Sheen's interest in plants followed her childhood on a sugarcane plantation in rural Taiwan.[1] She has a B.S. from
National Taiwan University (1980) and earned a Ph.D. in 1986 from
Harvard University[2] where she worked with
Lawrence Bogorad.[3] Following her Ph.D., she received endowment funds that enabled her to start her own lab at
Harvard Medical School in 1987 with flexibility that enabled her to define her own research path.[4] She was promoted to professor of genetics in 2005. Concurrently she has held positions in molecular biology at
Massachusetts General Hospital.[2]
Research
Sheen is known for her research using plants as model systems to study
cell signaling.[5] While a graduate student at Harvard University, she worked on the genetic system of
maize with the goal of increasing crop yields.[4][6] When starting her own lab, she established a model system using plant
protoplasts, cells which can be maintained easily in laboratory containers.[4] She then shifted her work to studying protoplasts in Arabidopsis,[7] a plant commonly used as a model system, and Sheen has developed the use of
green fluorescent protein in higher plant research.[8][9] Sheen has used the plant protoplast model system to examine
innate immunity,[10][11] taking advantage of the plant system's ability to provide answers about innate immunity more rapidly than other systems in use.[4] Sheen's research includes investigations into signaling pathways in plants, and has determined how plants sense sugars,[12][13] and how stressors such as hydrogen peroxide are sensed by plants.
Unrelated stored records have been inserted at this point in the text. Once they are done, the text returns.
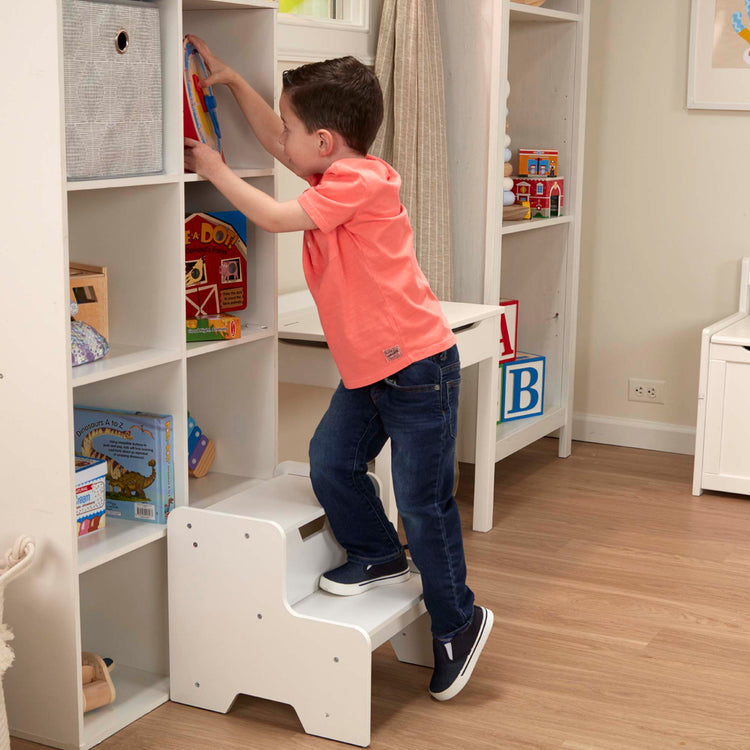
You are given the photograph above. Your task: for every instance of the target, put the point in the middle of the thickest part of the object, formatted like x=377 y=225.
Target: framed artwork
x=719 y=72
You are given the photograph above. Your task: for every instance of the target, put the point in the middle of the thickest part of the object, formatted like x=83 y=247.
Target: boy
x=396 y=354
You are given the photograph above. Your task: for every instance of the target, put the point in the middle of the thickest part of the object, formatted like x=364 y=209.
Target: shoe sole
x=353 y=589
x=463 y=677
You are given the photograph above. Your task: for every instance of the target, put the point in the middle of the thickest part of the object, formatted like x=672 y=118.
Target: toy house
x=215 y=263
x=544 y=194
x=88 y=287
x=537 y=162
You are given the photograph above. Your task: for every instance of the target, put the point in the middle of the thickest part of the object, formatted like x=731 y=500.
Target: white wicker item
x=17 y=559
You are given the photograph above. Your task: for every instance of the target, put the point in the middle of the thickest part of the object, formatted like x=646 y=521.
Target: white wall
x=665 y=219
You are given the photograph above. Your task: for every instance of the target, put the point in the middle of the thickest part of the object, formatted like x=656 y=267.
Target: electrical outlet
x=648 y=391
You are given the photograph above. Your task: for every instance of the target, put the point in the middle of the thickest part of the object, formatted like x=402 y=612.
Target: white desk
x=304 y=359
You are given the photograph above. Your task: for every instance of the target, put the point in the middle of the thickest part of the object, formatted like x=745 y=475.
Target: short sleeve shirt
x=375 y=305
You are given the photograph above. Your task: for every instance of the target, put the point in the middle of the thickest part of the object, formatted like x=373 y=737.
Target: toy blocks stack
x=201 y=450
x=521 y=374
x=522 y=387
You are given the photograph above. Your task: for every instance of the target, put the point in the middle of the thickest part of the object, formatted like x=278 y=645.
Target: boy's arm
x=264 y=122
x=260 y=208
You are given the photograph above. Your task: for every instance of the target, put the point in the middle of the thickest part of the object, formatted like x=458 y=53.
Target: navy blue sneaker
x=456 y=659
x=355 y=578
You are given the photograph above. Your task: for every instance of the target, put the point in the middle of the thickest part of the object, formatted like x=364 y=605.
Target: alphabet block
x=522 y=389
x=508 y=329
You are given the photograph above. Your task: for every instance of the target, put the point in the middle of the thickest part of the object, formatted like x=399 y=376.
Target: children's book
x=138 y=449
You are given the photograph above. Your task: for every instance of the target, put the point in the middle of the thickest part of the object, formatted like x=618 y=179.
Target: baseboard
x=634 y=433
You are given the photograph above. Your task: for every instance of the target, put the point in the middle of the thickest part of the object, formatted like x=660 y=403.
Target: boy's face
x=300 y=146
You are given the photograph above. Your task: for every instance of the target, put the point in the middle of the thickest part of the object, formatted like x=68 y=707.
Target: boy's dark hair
x=341 y=95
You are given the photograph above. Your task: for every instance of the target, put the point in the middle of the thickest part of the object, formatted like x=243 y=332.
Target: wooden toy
x=522 y=387
x=91 y=490
x=88 y=287
x=198 y=104
x=517 y=211
x=215 y=263
x=508 y=329
x=98 y=688
x=213 y=328
x=201 y=450
x=537 y=162
x=544 y=194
Sheen was elected a fellow of the
American Association for the Advancement of Science in 2009.[14] In 2013, she received the Martin Gibbs Medal from the
American Society of Plant Biologists who acknowledge Sheen for "her seminal and innovative contributions to the understanding of molecular mechanisms underlying the plant signal transduction cascades that mediate nutrient, hormone, and environmental stress responses and pathogen defenses in plants".[15]